Only nights before, I had been out with some girlfriends, and he’d blatantly hit on me at a club. I had been sipping vodka sodas and trying to forget about the canyon growing between Sly and I when he sauntered up to our booth. He asked if I would join him and, while a very small part of me said, “No don’t do it,” the rest of me said, “Why the heck not?” I was pretty sure Sly and I were falling apart at the seams, and I thought Mickey was cute in that renegade sort of way. I joined him at his table, letting my red shirt fall slightly off my shoulder, and pouting my lips like I was on the set of Playboy. I had a few tricks up my sleeve, which never failed to work, and, for some reason, I was laying them on thick, maybe trying to make myself feel better about Sly, or once again looking for something in all the wrong places.
He was genuinely nice and I liked the way he spoke with his hands. It sounds so strange, but his mannerisms were strikingl
y sexy and I kept getting lost in the rhythm of his speech. I remembered him from Nine and a Half Weeks, and I was probably even more attracted to him since it tops the charts in my sexiest films category. I quickly and completely forgot about the friends I had abandoned and I was throwing back drinks like the bar was going to run out of vodka. I knew in more ways than one that I was already looking for trouble. I was enthralled by him, the moment, the club, and I was pretty sure nothing else in the world existed anymore. He reached over to kiss me and I more or less fell into it; I put up no fight whatsoever. I even threw out the gaze that brought the kiss in. There might as well have been a flashing sign above my head that read “currently veered off course, vulnerable, and kissable, willing to make mistakes.” Well, Mickey read the signs and he flew in for the landing.

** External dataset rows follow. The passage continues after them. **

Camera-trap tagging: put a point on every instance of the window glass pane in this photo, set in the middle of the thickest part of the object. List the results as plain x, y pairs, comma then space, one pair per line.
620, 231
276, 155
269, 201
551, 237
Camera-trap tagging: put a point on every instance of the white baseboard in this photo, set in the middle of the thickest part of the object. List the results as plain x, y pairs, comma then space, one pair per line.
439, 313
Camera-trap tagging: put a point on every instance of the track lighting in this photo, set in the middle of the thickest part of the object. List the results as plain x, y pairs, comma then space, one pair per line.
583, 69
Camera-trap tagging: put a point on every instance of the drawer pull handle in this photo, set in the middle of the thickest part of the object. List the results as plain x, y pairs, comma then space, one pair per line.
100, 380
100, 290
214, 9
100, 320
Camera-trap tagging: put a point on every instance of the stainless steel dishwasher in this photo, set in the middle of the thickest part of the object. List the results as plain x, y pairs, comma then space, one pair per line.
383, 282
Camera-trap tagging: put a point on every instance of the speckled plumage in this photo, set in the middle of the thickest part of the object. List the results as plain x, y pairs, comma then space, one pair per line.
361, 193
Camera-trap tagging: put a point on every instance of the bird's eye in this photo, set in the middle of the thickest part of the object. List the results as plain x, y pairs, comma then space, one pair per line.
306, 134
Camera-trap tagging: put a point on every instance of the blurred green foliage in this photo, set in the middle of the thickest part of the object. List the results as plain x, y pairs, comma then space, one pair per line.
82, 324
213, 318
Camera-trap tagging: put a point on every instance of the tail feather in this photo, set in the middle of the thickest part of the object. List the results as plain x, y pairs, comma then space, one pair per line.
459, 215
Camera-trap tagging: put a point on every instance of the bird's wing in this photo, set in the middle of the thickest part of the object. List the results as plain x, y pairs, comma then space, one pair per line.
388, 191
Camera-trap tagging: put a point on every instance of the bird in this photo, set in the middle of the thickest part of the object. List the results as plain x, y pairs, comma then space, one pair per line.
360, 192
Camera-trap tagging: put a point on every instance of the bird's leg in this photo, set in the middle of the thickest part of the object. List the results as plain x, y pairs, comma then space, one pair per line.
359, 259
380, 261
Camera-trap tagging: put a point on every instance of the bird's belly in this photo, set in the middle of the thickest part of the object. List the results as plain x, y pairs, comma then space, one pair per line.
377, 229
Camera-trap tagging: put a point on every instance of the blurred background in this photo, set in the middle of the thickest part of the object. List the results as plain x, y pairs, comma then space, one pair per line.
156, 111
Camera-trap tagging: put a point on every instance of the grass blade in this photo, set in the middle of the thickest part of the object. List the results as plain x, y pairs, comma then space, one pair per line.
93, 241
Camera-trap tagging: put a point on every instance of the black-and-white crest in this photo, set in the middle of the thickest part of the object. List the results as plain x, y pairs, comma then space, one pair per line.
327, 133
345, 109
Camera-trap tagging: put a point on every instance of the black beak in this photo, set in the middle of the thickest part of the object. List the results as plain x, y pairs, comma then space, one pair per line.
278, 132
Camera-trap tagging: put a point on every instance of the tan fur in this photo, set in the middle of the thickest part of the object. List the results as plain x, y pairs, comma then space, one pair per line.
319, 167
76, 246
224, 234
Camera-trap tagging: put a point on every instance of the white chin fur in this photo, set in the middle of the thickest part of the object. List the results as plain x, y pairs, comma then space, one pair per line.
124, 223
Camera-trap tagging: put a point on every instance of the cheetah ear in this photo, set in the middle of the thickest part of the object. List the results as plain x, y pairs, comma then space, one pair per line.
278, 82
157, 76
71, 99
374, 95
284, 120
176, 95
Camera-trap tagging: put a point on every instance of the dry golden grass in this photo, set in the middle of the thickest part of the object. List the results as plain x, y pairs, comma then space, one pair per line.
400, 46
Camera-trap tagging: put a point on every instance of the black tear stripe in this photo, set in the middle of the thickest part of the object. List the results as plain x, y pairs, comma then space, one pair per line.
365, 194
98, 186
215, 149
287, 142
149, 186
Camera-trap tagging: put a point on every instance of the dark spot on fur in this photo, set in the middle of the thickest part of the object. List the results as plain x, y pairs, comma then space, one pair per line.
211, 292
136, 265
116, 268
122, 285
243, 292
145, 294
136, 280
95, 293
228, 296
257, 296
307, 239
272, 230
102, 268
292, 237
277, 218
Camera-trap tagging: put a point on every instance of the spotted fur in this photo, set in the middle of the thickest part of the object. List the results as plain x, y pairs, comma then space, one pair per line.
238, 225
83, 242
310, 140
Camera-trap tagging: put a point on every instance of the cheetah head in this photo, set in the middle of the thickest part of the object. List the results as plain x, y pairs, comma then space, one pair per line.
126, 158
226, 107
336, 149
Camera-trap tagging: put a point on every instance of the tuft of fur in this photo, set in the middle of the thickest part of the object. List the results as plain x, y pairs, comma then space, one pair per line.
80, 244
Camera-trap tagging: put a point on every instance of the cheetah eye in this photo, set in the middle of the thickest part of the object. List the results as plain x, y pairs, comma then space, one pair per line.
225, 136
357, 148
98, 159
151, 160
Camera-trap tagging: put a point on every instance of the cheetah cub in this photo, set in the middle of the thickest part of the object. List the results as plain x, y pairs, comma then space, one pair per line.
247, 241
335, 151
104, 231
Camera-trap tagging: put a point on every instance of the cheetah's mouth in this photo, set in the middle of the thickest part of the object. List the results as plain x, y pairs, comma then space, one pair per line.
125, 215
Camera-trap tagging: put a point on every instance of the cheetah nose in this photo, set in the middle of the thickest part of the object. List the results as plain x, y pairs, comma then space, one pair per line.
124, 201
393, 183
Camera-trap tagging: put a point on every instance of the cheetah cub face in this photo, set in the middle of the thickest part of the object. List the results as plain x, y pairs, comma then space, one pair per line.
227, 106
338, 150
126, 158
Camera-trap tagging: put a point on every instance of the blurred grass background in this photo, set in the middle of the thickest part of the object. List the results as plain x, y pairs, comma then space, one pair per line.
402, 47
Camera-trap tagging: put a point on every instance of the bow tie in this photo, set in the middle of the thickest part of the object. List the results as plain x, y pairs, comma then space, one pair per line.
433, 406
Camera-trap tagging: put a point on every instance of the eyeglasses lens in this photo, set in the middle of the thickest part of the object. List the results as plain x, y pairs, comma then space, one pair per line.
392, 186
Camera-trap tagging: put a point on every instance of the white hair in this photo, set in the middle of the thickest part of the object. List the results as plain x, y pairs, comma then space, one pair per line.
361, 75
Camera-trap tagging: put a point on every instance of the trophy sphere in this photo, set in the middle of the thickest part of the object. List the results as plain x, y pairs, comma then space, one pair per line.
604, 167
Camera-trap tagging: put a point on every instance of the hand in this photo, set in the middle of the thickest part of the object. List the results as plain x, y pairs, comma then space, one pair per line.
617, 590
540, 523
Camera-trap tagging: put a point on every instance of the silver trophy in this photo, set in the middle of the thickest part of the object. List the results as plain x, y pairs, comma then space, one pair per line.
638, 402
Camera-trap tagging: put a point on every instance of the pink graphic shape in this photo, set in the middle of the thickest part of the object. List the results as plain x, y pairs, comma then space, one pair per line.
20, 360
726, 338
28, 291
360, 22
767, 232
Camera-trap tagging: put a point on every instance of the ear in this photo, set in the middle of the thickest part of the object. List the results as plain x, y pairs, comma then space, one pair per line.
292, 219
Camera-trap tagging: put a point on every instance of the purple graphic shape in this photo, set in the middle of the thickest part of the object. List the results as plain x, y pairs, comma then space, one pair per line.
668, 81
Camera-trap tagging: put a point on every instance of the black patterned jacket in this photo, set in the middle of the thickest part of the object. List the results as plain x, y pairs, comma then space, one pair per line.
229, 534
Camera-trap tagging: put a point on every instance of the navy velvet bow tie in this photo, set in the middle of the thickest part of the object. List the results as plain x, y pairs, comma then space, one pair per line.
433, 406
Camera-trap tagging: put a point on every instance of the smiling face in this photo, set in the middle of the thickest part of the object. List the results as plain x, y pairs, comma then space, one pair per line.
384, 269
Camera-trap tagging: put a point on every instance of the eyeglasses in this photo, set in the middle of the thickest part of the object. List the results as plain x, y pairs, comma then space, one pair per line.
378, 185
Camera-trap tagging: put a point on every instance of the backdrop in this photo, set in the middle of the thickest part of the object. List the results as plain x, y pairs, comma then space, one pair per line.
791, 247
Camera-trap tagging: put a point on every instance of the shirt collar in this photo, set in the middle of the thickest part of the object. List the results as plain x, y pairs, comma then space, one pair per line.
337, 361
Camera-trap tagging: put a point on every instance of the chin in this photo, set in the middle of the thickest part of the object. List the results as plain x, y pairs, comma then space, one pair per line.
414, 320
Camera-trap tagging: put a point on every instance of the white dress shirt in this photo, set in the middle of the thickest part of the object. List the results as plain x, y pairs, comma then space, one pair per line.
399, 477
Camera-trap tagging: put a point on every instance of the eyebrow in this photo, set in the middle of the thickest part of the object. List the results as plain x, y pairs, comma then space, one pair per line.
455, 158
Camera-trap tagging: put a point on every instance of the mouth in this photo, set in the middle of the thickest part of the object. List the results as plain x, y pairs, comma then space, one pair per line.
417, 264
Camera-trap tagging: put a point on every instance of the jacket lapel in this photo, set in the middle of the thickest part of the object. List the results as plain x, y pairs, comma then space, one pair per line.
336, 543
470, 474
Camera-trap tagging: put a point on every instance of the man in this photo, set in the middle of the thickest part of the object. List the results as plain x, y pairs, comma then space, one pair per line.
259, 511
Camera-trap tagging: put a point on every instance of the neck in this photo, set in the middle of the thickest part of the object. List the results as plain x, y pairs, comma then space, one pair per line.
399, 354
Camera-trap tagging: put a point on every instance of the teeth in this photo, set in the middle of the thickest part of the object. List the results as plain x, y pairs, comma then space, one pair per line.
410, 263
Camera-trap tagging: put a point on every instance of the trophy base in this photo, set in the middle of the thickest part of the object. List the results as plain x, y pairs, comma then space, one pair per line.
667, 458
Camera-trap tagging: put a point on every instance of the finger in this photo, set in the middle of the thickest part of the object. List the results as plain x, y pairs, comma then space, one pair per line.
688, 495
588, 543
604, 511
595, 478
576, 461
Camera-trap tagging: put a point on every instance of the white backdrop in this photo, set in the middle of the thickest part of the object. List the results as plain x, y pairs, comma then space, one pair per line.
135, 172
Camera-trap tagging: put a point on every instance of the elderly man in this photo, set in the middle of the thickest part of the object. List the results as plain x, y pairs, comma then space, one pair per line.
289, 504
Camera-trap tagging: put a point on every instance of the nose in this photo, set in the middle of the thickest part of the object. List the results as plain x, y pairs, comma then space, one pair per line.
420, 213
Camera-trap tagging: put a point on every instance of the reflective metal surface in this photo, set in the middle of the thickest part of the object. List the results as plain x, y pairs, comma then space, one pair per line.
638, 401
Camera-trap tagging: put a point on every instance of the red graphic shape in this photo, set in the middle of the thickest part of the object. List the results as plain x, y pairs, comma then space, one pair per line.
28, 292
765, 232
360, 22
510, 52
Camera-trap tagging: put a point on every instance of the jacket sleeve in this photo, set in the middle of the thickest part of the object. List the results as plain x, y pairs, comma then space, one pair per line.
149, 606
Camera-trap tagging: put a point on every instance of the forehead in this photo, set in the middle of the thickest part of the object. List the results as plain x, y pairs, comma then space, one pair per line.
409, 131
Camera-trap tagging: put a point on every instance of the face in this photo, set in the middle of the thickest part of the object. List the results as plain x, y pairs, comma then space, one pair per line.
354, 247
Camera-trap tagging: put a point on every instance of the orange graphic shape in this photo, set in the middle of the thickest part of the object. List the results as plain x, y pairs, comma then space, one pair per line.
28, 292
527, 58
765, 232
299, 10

The kiss was sloppy and I was too drunk to be there anymore, but I had left my friends, so no one was pointing this out to me. He took my hand and asked me to join him somewhere more private; again, I followed with no fight. He took me through the back office and up some stairs to a private rooftop garage where his motorcycle was waiting. I have always had a soft spot for motorcycles, and I was in no way surprised that he had one. Of course this renegade from nowhere took me to a rooftop with his motorcycle. I just laughed at my life and myself, and I fell into his arms while he kissed me wildly.